The Health minister John Denham will today tell a London health conference that he wants to see the Internet used in libraries and high street pharmacies to help patients to help themselves.
Ministers stressed that they would not be asking patients to treat themselves. "We are not talking about putting a medical dictionary on the Net and asking people to cure themselves. There is demand for information about healthy living. We are not talking about self-diagnosis," a Whitehall source said.
Community pharmacists could also be given the power to prescribe for the first time on a limited list in response to the Crown Report, published last week, which recommended an expansion of carefully controlled prescribing beyond GPs to other health professionals, including nurses.
Patients could be allowed for the first time to consult pharmacists and get prescriptions on the spot, on strictly limited protocols agreed with the professions.
Mr Denham, more controversially, will urge the NHS to match the service to patients that is offered to customers by many high street outlets including banks and hotels.

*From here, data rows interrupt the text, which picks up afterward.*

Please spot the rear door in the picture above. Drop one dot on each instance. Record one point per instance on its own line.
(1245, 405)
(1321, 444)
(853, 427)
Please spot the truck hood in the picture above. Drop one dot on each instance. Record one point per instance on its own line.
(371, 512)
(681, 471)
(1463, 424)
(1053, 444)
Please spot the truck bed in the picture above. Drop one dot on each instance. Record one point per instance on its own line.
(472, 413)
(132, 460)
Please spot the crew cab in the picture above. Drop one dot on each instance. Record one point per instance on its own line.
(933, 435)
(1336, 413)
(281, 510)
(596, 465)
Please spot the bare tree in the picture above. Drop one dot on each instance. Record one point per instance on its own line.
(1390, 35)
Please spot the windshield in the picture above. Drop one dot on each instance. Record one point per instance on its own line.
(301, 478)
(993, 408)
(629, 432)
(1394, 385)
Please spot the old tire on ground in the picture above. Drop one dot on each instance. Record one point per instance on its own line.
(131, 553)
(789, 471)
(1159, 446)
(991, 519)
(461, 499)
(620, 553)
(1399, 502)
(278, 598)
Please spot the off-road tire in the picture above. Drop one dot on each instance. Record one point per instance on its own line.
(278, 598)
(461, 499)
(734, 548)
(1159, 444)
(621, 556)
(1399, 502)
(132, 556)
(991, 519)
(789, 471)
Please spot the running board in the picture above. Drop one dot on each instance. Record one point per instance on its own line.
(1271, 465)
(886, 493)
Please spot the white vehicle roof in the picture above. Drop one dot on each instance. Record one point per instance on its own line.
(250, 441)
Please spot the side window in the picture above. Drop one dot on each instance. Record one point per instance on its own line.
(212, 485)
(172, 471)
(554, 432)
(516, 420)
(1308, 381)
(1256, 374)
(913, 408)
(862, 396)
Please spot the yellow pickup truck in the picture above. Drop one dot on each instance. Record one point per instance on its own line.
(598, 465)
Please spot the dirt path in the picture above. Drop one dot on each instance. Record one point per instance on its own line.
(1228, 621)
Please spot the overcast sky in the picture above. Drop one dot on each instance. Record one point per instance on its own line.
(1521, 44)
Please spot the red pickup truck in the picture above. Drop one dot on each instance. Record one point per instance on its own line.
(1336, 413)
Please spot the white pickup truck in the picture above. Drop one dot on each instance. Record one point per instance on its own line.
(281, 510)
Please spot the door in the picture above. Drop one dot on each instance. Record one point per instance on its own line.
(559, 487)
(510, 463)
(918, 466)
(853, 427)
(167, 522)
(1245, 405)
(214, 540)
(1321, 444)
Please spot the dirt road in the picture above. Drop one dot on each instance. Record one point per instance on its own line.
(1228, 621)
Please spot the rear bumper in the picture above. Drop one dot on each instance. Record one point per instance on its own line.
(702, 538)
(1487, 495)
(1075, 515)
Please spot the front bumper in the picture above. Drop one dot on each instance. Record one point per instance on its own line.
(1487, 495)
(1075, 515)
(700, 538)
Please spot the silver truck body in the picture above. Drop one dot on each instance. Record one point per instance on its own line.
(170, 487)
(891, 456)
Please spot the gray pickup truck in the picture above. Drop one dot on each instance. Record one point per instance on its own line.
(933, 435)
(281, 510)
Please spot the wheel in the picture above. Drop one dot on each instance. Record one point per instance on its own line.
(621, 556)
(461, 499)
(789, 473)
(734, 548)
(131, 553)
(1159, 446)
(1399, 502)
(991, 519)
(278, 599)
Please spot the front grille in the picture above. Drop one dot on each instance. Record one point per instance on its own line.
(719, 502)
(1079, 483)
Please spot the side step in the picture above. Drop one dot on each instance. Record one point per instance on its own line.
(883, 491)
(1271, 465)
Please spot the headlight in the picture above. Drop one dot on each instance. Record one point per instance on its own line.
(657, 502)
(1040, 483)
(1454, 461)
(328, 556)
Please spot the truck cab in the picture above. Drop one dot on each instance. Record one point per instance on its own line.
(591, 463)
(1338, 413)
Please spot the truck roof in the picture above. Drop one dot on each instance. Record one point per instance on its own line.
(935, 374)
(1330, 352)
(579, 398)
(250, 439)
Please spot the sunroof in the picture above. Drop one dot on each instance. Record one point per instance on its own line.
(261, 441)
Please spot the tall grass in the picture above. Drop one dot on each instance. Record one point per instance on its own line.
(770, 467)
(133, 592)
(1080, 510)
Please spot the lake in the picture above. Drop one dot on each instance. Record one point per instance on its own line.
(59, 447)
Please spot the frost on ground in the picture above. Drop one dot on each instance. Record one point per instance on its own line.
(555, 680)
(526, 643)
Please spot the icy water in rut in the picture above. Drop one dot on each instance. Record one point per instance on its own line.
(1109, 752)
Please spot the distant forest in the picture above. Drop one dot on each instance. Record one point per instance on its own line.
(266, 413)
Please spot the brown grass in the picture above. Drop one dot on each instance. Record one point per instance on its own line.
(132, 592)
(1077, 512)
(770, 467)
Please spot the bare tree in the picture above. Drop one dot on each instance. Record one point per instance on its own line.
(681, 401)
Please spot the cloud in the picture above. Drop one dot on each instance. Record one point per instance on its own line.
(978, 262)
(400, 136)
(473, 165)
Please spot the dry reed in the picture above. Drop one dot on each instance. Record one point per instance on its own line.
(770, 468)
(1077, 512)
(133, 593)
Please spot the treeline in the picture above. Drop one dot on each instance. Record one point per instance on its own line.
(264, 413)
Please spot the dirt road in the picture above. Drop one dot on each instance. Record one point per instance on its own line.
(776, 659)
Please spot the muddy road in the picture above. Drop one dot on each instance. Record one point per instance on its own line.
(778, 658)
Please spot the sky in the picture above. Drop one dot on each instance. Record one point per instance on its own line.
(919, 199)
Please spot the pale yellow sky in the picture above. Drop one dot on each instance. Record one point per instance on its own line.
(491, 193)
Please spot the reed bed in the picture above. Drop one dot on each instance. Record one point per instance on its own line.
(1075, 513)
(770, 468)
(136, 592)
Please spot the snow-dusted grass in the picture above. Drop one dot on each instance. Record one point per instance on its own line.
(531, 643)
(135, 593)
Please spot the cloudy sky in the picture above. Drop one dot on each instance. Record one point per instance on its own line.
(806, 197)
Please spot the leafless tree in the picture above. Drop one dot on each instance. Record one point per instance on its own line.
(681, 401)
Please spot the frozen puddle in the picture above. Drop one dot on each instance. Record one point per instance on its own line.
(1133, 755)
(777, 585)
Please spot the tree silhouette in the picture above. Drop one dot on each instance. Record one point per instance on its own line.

He is expected to tell the conference: "The public is becoming less willing to accept that there must be a big gap between accessibility and responsiveness of public services and the accessibility and responsiveness of commercial services."
Mr Denham will assure the health service management conference that he is not calling for the NHS to match private health clinics.
Giving patients access to information about health management proved valuable in one trial where GPs provided data showing that the over- use of antibiotics was undermining their effectiveness. There followed a sharp drop in demand for antibiotics.
But underlying the Government's drive to reduce the demands on GPs is the conviction that with limited resources from taxpayers, other ways must be found to meet the almost unlimited demand for health services.
A radical Tory alternative encouraging the use of more private sector care will be put forward tonight by Alan Duncan, a Tory spokesman on health, in a speech to the Social Market Foundation.